About the Speakers
Alan Rector , MD PhD
Alan Rector is a Professor of Medical Informatics in the Department of Computer Science at the University of Manchester and has led work on bio-medical application of ontologies since the PEN&PAD and GALEN programmes began in the late 1980s. His early work on the GRAIL representation language was an important motivation for the development of modern expressive description logics. He now leads the CO-ODE/HyOntUse team developing user-oriented ontology development tools in collaboration with the Protégé team at Stanford. With the advent of the Semantic Web his interests have broadened and he is a member of the W3C Semantic Web Best Practice Working group. He has published widely on the management of large scale terminologies and ontologies. With Ian Horrocks, he teaches an MSc module on ontology development for the Semantic Web and has given numerous workshops and tutorials for both biomedical and more general audiences. He leads the CO-ODE project and is “Knowledge Management Champion” for the JISC Committee on the Support of Research in which capacity he is organizing a series of workshops and tutorials on various aspects of ontology development throughout the UK .
Natalya F. Noy, PhD
Natasha Noy is a research scientist in the Stanford Medical Informatics laboratory at Stanford University . Her research focuses on ontology development and evaluation, semantic integration of ontologies, and making ontology-development accessible to experts in noncomputer-science domains. She ran a successful tutorial on ontology design at the First Semantic Web Working Symposium and at the annual symposium of the American Medical Informatics Association in 2003. Natasha received a PhD degree from Northeastern University concentrating on the challenges of ontology development in experimental sciences. She is currently a member of the Semantic Web Best Practices Working Group.
Mark A. Musen , MD, PhD
Mark Musen is a professor of medicine (medical informatics) and computer science at Stanford University and is head of the Stanford Medical Informatics laboratory. He conducts research related to knowledge acquisition for intelligent systems, knowledge-system architecture, and medical decision support. He is well known for his research of the application of intelligent computer systems to assist health-care workers in guideline-directed therapy and in management of clinical trials. He has directed the Protégé project since its inception in 1986, emphasizing the use of explicit ontologies and reusable problem-solving methods to build robust knowledge-based systems.
Robert Stevens
Lecturer in ontologies and HCI and leader of the Gene Ontology Annotation projects in the Department of Computer Science at the University of Manchester. He leads the Gene Ontology Annotation Project (GOAT) and Gene Ontology Next Generation (GONG) projects as well as being an active member of the my Grid team. He is co-organiser of the Workshop on Bio-ongologies at the Pacific Symposium on Bio-ontologies. Robert Stevens is also an active member of the CO-ODE group and developer of the advanced bio-ontologies tutorial, as well as organiser of tutorials for a range of EU and US projects.
Supporting demonstrators
In addition to the speakers, at least two other members of the Protégé-OWL-CO-ODE team will attend to provide support and additional tuition to the attendees so that a close level of individual tuition.

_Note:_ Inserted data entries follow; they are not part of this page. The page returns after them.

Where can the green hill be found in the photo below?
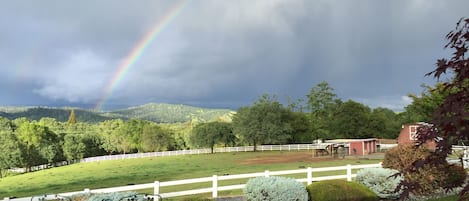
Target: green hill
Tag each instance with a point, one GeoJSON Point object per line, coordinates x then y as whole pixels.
{"type": "Point", "coordinates": [171, 113]}
{"type": "Point", "coordinates": [157, 112]}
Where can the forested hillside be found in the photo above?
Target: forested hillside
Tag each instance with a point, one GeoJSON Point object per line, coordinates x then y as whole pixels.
{"type": "Point", "coordinates": [60, 114]}
{"type": "Point", "coordinates": [157, 112]}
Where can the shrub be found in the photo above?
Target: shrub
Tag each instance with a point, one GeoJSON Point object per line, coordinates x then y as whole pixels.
{"type": "Point", "coordinates": [402, 156]}
{"type": "Point", "coordinates": [117, 196]}
{"type": "Point", "coordinates": [189, 199]}
{"type": "Point", "coordinates": [429, 177]}
{"type": "Point", "coordinates": [275, 188]}
{"type": "Point", "coordinates": [381, 181]}
{"type": "Point", "coordinates": [340, 190]}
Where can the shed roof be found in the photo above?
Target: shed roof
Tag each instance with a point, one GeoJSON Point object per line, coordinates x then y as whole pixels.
{"type": "Point", "coordinates": [351, 140]}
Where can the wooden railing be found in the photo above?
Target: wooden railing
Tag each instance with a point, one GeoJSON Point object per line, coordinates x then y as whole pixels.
{"type": "Point", "coordinates": [215, 178]}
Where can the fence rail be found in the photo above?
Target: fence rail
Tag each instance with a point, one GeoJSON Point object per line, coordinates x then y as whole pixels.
{"type": "Point", "coordinates": [215, 178]}
{"type": "Point", "coordinates": [289, 147]}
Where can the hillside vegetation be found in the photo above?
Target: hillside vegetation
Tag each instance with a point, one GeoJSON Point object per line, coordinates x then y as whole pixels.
{"type": "Point", "coordinates": [157, 112]}
{"type": "Point", "coordinates": [104, 174]}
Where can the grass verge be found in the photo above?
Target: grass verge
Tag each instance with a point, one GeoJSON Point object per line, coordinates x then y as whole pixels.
{"type": "Point", "coordinates": [147, 170]}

Nick Drummond and Matthew Horridge
Nick Drummond and Matthew Horridge are the key researchers on the CO-ODE project which has prepared and delivered a series of tutorials and workshops as part of the UK E-Science programme. Matthew Horridge is primary editor and author of the Protégé-OWL Tutorial which has become the de facto standard text on OWL-DL. Both have extensive experience in presenting and teaching OWL and the design patterns developed in the course of the project and the OEP work.